By Nayan Bhatnagar:
In a glittering ceremony on October 12, 2012 in Oslo, the Norwegian Nobel Committee awarded the coveted “Nobel Peace Prize”, unexpectedly, to the European Union (EU). Yes, you read it right; the EU has been awarded the prize ‘for fostering peace on a continent long ravaged by war’. The award was much admired at the EU headquarters in Brussels and by pro-EU leaders across Europe, but it was ridiculed by those who consider the EU to be an elitist organisation that erodes national identities.
Although this is not the first time that an organisation has bagged the prize, so far, twenty organisations including the Intergovernmental Panel on Climate Change (awarded in 2007), International Atomic Energy Agency (2005), United Nations (2001) and International Campaign to Ban Landmines (1997) have been awarded the coveted prize. However, in the backdrop of ongoing debt crisis in Europe, it is probably not the best time to bestow EU with the prize. The economic crisis has fuelled tensions between the northern and southern European countries. Today, millions of people, especially in countries like Spain and Greece are protesting on the streets against tax hikes and job-cuts.
The announcement was not well-received in these countries as the citizens blame Germany and other northern EU countries for austerity measures including higher taxes and job-cuts being faced by them, in order to revive their economies. The EU’s financial problems have been continuing since the past three years, the region is witnessing slow growth and almost twenty-five million people do not have jobs. A prize at this point of time is almost making a mockery of the whole situation as it won’t do anything to revive the economic situation. It might boost the morale of the European leaders but this is something they don’t require.
The news has surprised many and the social media is abuzz with comments and remarks.

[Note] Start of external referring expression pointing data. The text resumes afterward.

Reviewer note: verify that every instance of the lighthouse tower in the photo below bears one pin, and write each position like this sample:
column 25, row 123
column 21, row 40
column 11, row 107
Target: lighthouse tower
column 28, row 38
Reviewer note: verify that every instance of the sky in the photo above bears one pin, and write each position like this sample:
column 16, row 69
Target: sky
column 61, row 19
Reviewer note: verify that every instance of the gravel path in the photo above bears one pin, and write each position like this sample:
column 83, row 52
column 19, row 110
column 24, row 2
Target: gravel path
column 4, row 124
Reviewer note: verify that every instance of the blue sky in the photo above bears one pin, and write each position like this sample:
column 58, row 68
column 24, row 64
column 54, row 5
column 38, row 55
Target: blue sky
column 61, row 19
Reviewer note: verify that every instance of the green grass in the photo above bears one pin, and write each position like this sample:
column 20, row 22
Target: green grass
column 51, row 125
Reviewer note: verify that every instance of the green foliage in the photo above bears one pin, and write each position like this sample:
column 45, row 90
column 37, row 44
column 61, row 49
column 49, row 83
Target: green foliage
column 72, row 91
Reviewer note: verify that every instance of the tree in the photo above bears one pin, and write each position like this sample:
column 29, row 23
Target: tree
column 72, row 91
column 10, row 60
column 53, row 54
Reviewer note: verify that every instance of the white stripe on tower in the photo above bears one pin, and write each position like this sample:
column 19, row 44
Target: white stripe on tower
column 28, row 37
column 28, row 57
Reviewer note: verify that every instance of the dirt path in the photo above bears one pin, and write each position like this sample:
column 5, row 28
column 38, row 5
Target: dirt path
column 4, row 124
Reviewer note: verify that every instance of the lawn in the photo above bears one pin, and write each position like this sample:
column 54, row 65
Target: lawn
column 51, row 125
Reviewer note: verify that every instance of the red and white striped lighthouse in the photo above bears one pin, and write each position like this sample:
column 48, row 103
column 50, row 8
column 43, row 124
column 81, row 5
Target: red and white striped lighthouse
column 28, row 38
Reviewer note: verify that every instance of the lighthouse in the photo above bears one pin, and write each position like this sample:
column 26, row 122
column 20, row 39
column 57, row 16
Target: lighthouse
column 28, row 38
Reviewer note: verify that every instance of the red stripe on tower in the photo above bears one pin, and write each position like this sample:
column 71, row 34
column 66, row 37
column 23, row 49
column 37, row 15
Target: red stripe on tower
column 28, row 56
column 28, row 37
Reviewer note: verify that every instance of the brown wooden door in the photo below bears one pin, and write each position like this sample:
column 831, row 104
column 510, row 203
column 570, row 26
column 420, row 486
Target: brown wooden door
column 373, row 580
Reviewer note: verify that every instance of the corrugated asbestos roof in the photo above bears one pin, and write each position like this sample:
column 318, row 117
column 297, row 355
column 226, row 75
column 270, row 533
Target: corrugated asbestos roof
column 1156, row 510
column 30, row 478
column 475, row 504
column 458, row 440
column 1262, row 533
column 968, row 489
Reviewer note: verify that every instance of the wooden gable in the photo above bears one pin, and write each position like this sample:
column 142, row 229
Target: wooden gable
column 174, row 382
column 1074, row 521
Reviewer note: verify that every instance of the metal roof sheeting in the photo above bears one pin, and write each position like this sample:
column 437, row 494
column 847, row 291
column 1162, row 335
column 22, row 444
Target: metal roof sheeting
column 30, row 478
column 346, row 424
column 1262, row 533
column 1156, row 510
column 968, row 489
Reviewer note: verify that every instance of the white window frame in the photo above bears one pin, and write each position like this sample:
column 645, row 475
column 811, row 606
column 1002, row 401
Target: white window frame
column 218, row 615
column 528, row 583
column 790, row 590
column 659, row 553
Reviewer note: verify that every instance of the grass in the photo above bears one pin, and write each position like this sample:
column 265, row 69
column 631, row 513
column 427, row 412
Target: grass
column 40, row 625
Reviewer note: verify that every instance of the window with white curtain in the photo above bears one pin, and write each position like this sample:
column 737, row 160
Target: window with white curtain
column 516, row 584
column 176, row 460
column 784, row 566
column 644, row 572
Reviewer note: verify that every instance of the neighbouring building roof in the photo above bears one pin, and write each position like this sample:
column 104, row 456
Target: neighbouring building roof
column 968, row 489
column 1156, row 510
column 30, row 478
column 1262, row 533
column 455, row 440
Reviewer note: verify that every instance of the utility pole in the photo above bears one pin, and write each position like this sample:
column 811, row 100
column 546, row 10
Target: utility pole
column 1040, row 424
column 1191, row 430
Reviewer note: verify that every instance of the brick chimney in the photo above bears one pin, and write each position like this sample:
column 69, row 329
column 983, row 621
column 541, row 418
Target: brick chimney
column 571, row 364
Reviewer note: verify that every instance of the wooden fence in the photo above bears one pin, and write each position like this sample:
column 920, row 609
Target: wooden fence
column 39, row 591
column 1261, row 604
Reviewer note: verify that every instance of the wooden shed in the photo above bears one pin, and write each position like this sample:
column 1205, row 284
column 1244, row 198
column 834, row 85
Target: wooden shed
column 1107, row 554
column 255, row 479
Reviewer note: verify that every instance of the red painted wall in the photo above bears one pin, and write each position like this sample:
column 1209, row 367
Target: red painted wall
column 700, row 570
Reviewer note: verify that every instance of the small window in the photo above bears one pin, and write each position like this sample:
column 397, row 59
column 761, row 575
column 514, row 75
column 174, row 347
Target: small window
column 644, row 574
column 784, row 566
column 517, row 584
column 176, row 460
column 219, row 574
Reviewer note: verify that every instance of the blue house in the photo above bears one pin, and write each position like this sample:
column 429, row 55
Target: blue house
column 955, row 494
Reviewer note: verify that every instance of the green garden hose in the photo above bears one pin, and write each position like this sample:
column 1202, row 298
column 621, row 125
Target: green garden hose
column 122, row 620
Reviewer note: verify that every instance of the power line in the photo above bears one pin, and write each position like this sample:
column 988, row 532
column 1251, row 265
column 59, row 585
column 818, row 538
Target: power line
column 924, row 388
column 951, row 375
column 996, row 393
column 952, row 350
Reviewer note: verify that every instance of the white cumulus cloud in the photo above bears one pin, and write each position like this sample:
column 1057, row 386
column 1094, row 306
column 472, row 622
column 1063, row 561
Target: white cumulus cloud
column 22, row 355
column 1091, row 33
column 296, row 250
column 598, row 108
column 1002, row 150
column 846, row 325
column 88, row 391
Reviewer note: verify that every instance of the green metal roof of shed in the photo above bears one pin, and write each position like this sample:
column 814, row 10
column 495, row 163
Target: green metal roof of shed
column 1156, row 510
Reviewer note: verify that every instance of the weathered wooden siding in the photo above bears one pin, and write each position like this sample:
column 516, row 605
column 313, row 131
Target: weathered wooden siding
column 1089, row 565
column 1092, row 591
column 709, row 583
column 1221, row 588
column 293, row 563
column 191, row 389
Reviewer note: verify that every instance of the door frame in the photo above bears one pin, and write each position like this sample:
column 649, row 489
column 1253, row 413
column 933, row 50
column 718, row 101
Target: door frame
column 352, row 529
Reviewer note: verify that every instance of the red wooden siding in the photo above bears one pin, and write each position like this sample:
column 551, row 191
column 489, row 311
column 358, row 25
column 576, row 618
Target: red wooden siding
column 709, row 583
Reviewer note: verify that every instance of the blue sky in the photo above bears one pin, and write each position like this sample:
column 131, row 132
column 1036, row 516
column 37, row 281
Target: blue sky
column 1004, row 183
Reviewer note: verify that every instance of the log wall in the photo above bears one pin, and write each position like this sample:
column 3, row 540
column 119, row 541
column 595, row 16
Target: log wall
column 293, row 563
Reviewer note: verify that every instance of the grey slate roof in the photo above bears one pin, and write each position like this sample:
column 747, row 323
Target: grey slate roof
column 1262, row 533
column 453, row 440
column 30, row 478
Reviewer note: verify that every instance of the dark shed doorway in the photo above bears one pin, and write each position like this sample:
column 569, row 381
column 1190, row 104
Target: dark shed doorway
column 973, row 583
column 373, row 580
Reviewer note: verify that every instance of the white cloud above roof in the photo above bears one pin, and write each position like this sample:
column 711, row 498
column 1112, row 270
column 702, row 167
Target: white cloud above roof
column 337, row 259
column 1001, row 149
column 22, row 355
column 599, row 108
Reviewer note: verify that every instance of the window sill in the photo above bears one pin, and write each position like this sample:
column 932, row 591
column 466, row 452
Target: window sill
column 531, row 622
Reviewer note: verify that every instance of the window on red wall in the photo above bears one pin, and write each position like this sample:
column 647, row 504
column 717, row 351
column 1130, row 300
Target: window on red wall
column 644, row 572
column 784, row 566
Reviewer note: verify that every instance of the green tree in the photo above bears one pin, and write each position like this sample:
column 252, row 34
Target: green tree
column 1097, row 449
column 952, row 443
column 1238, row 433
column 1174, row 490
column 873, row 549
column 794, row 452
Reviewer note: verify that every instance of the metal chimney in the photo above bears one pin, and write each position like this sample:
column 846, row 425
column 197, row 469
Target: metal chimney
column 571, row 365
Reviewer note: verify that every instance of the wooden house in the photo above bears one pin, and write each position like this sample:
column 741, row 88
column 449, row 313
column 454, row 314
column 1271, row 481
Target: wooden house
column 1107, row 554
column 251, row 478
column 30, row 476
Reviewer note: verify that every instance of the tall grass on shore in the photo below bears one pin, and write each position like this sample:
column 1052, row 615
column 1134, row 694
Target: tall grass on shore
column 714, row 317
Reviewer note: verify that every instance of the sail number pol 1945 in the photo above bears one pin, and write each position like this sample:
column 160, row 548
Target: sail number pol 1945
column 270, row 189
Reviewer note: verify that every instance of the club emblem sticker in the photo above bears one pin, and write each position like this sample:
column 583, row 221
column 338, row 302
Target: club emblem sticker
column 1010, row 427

The news is trending on Twitter with millions pouring their reactions:Â Noted film-maker Shekhar Kapur rightly said, “Nobel Peace Prize obviously has no faith in Europeans if it’s congratulating them for not killing each other for so long”. Another famous media personality, Suhel Seth joked, “Now that the EU has won the Nobel Peace Prize, perhaps their debt will be hugely reduced with the prize money”. Another interesting tweet went like, “I predict that next year the Nobel Peace Prize will be won by…the Nobel Peace Prize Awards Committee”. The parodies just don’t seem to end. One said that Antarctica should bag the prize for being a continent that has always been peaceful. Another ran, “Next year, the Nobel peace prize will be awarded to planet earth for not self-imploding”. Further, another tweet made a point by saying that the EU’s aggregate arms exports are enormous and many are sold to developing countries. Many people on Twitter also believe that Pakistan’s brave fourteen-year-old activist Malala Yousafzai should have been considered for the award.
The views expressed on social networking sites against the Norwegian Nobel Committee’s decision, clearly depicts the discontent and disapproval of the people. It would be wrong to attribute the peace in Europe to the efforts of multilateral institutions like the EU. The Eurozone is in shambles, EU would emerge as a winner only after it is successful in reviving the economy.